Vorsorglich: Dieses Ergebnis rechtfertigt sich im weiteren auch aus der gemäß § 2 Nr. 4 der Courtagezusage niedergelegten und Wirksamkeitsbedenken nicht unterliegenden Vereinbarung, wonach Einwendungen hinsichtlich der abgerechneten Courtagen – wie hier nicht – unverzüglich der Klägerin hätten mitgeteilt werden müssen, andernfalls der Saldo als richtig und von der Beklagten als Handelsmakler genehmigt galt.
Ergänzend ist noch darauf hinzuweisen, dass all dies auch in Bezug auf das Vorbringen zu III. der Klageerwiderung (vgl. Bl. 78 d.A.) gelten muss: Die Beklagte hat die entsprechende, als Anlage K4 zur Akte gereichte Abrechnung im Rahmen einer unbestrittenen konkludenten Kontokorrentvereinbarung erhalten und vorgerichtlich nicht widersprochen. Die zu der Abrechnung erfolgten Ausführungen der Klägerin sind nachvollziehbar; jedenfalls wäre gemäß § 2 Nr. 4 der Courtagezusage die Genehmigung fingiert.

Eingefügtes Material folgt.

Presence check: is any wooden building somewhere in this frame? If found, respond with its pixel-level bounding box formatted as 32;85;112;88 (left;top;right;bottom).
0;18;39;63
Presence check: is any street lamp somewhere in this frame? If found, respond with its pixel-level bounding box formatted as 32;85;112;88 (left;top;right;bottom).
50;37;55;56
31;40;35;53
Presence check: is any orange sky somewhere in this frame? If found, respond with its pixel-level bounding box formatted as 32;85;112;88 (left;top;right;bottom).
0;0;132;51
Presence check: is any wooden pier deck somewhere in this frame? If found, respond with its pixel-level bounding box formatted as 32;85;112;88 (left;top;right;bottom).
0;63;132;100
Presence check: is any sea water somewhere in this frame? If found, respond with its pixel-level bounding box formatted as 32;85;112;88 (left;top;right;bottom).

Auf die nach allem für das Nichtbestehen eines solchen Anspruchs der Beklagten obliegende Darlegungs- und Beweislast hat das Gericht ausdrücklich in der mündlichen Verhandlung hingewiesen. Weiterer Vortrag der Beklagten ist hierzu nach Widerruf des Vergleichs nicht erfolgt, weswegen der Anspruch der Klägerin zuzusprechen war.
Die geltend gemachten Zinsen sind nach §§ 286, 288 Abs. 1 BGB als Verzugsschaden zu erstatten.